Why RSS Still Beats Facebook and Twitter for Tracking News (gizmodo.com)
An anonymous reader shares a report: One of the main reasons RSS is so beloved of news gatherers is that it catches everything a site publishes -- not just the articles that have proved popular with other users, not just the articles from today, not just the articles that happened to be tweeted out while you were actually staring at Twitter. Everything. In our age of information overload that might seem like a bad idea, but RSS also cuts out everything you don't want to hear about. You're in full control of what's in your feed and what isn't, so you don't get friends and colleagues throwing links into your feeds that you've got no interest in reading. Perhaps most importantly, you don't need to be constantly online and constantly refreshing your feeds to make sure you don't miss anything. It's like putting a recording schedule in place for the shows you know you definitely want to catch rather than flicking through the channels hoping you land on something interesting. There's no rush with RSS -- you don't miss out on a day's worth of news, or TV recaps, or game reviews if you're offline for 24 hours. It's all waiting for you when you get back. And if you're on holiday and the unread article count starts to get scarily high, just hit the mark all as read button and you're back to a clean slate.

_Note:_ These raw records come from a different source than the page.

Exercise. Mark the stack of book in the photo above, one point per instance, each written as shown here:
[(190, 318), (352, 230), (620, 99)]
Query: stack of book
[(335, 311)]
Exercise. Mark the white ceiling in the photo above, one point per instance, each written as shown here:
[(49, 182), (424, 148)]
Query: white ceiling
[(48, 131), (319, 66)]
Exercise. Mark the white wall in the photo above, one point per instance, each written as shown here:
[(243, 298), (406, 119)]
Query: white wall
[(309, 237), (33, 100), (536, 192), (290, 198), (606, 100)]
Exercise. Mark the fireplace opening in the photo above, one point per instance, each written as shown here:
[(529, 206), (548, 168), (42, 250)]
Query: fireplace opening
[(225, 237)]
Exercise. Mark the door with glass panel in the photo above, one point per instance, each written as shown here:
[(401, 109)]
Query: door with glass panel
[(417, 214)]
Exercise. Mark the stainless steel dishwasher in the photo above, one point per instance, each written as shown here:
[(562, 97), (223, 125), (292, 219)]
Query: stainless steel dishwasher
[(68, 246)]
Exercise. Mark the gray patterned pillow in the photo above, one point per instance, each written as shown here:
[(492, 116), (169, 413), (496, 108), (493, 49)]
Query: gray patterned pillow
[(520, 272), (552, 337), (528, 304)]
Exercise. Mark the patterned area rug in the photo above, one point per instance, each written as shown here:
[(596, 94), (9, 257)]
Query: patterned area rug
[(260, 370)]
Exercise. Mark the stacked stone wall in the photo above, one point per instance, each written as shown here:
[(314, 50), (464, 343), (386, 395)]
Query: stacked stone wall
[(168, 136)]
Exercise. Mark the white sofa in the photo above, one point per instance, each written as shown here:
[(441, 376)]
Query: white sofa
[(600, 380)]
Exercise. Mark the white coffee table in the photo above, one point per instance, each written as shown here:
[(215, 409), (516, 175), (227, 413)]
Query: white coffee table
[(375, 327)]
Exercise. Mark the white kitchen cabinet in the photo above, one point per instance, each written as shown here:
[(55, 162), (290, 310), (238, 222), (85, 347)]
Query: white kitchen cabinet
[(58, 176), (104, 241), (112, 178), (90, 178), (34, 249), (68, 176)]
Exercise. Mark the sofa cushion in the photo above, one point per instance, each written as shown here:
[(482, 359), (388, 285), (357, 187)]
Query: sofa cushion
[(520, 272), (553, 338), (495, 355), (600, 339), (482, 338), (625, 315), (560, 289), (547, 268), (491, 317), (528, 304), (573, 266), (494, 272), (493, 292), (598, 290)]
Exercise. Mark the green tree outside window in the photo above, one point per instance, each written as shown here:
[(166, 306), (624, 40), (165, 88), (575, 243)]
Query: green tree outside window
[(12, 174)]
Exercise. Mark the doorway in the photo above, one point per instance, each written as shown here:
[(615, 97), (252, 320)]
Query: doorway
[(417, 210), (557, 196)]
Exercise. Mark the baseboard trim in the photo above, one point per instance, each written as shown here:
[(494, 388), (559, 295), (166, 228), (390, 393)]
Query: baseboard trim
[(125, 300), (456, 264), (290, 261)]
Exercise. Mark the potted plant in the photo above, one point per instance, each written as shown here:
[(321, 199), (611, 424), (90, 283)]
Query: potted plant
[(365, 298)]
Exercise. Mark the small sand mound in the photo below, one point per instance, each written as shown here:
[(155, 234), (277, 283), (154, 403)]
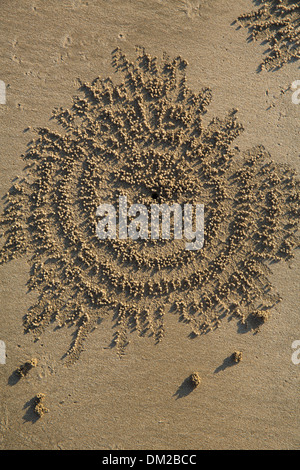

and thank you TheOldReader.com for allowing me to continue doing things this way. News, webcomics, blogs, podcasts, etc., etc. I've even contact web devs to see if they would add or fix newfeeds to make them easier to use and to skim through the summaries. I don't use Facebook, and I rarely look at Twitter. RSS/Atom is much better.
What's the practical benefit of "tracking news" supposed to be? News makes for poor entertainment. "Breaking" news tends to be inaccurate and the corrections usually don't rate headlines. It's also full of nonsense, like "someone said XYZ thing on twitter", or 50 different kinds of clickbait, or the latest dramatic semi-truthful story to troll the news consumers.
Conversations about the latest news are tedious. People just repeat the shit the newscasters and writers say, and most of them are repeating shit from other news. They all think very highly of themselves.
Unless you're tracking news for professional reasons, you're better off just reading it the next day on some web site. Or not reading it.